Indonesia: Eggs of rare turtles from Riau traded in Pontianak

Severianus Endi The Jakarta Post 28 Sep 16;

Authorities in Pontianak, West Kalimantan, recently confiscated more than 260 eggs of rare turtles allegedly smuggled from Riau Islands province.

Officials are investigating the case to uncover the suppliers of the turtle eggs.

The case emerged with the confiscation of 139 turtle eggs by officials of the local office of the Natural Resources Conservation Agency (BKSDA) at Dwikora Port, Pontianak.

The West Kalimantan BKSDA head, Sustyo Iriono, said the turtle eggs were seized on Sept. 20 from a woman who said she received them as gifts from relatives on Serasan Island near Tambelan Island, Riau Islands province.

On Saturday, the BKSDA team arrested a 16-year-old suspected of selling turtle eggs on a section of road in Pontianak and seized 125 turtle eggs.

“The teenager said he was told to sell the eggs by his cousin and that the eggs came from Tanjung Pinang, Riau Islands,” Sustyo told The Jakarta Post on Tuesday, adding that the eggs were being sold for Rp 2,500 each.

The two suspects so far have been required to sign statements declaring that they would not repeat the offense. Sustyo said the cases would be developed to target suppliers that they suspected were involved in the turtle egg trade network in the city.

West Kalimantan have turtle habitats in various areas, such as the Paloh coast, Sambas regency, where the collection of turtle eggs for consumption is a serious threat to two species in the region.

The 63-kilometer-long Paloh coast is a habitat of green and hawksbills turtles. It is the longest coastline in the country.

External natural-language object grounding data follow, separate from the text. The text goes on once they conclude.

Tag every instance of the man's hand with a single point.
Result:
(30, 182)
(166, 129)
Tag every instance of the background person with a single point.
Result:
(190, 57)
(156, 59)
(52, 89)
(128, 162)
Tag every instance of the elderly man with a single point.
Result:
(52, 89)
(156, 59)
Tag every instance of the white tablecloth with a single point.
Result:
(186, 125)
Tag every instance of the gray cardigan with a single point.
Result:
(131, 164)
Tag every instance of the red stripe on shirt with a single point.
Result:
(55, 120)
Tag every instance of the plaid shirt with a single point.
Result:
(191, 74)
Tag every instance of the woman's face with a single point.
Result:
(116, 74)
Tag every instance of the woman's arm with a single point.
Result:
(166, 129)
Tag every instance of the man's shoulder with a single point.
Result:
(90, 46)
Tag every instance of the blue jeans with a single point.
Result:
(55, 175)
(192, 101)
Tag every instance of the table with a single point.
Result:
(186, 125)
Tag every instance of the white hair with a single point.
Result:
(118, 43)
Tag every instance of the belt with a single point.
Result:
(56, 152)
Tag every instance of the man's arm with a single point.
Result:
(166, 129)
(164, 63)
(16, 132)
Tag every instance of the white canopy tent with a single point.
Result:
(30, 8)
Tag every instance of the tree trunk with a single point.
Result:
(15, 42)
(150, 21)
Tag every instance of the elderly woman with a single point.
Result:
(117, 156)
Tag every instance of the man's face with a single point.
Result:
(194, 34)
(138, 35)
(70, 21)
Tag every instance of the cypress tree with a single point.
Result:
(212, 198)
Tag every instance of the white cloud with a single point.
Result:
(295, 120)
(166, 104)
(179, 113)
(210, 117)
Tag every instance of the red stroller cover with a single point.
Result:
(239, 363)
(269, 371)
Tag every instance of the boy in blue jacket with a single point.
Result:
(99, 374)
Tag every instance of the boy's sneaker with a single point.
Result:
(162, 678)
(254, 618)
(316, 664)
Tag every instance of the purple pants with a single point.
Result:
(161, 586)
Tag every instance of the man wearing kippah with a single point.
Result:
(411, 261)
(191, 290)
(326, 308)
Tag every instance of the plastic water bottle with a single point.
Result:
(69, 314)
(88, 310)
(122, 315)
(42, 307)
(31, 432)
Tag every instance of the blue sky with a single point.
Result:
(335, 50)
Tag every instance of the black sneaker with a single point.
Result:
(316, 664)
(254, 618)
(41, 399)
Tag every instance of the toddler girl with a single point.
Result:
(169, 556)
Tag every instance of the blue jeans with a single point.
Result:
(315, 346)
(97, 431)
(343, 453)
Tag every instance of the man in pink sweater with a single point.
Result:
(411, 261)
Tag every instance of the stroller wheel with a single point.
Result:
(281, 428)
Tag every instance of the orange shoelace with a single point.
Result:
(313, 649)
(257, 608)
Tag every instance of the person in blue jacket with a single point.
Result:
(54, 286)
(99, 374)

The Word Wide Fund (WWF) Indonesia’s West Kalimantan program recorded more than 2,000 green turtle nests a year at Paloh Beach, making it the place with the second-biggest population of turtles along the chain, which spans from the Malay Peninsula to the Sulu Sea, Sulawesi.

A marine biodiversity conservation officer of the WWF Indonesia’s West Kalimantan program, Hendro Susanto, said the monitoring of the turtles continued to collect data on the number of missing or raided turtle nests. The move involves, among other things, former turtle egg collectors.

“Provisional data show that turtle egg hunting continues decreasing thanks to the intensive dissemination of information that the activity is illegal,” Hendro said, adding that one turtle nest could contain up to 100 eggs.

Hendro also said turtles existed in prehistoric days and could live for up to 150 years but only started to lay eggs at 30 to 50 years of age.

The high price and proximity to Malaysia have been blamed for triggering an increase in the illegal trade of turtle eggs to Malaysia. Melano Bay in Sarawak, Malaysia, is only some 10 kilometers from the outmost village in Paloh district.

To help curb turtle egg theft, a number of programs conducted jointly with the community have been introduced, including an annual festival in which information is disseminated during entertainment.

Other programs include encouraging locals to run home industries producing various handmade crafts using turtles as a theme.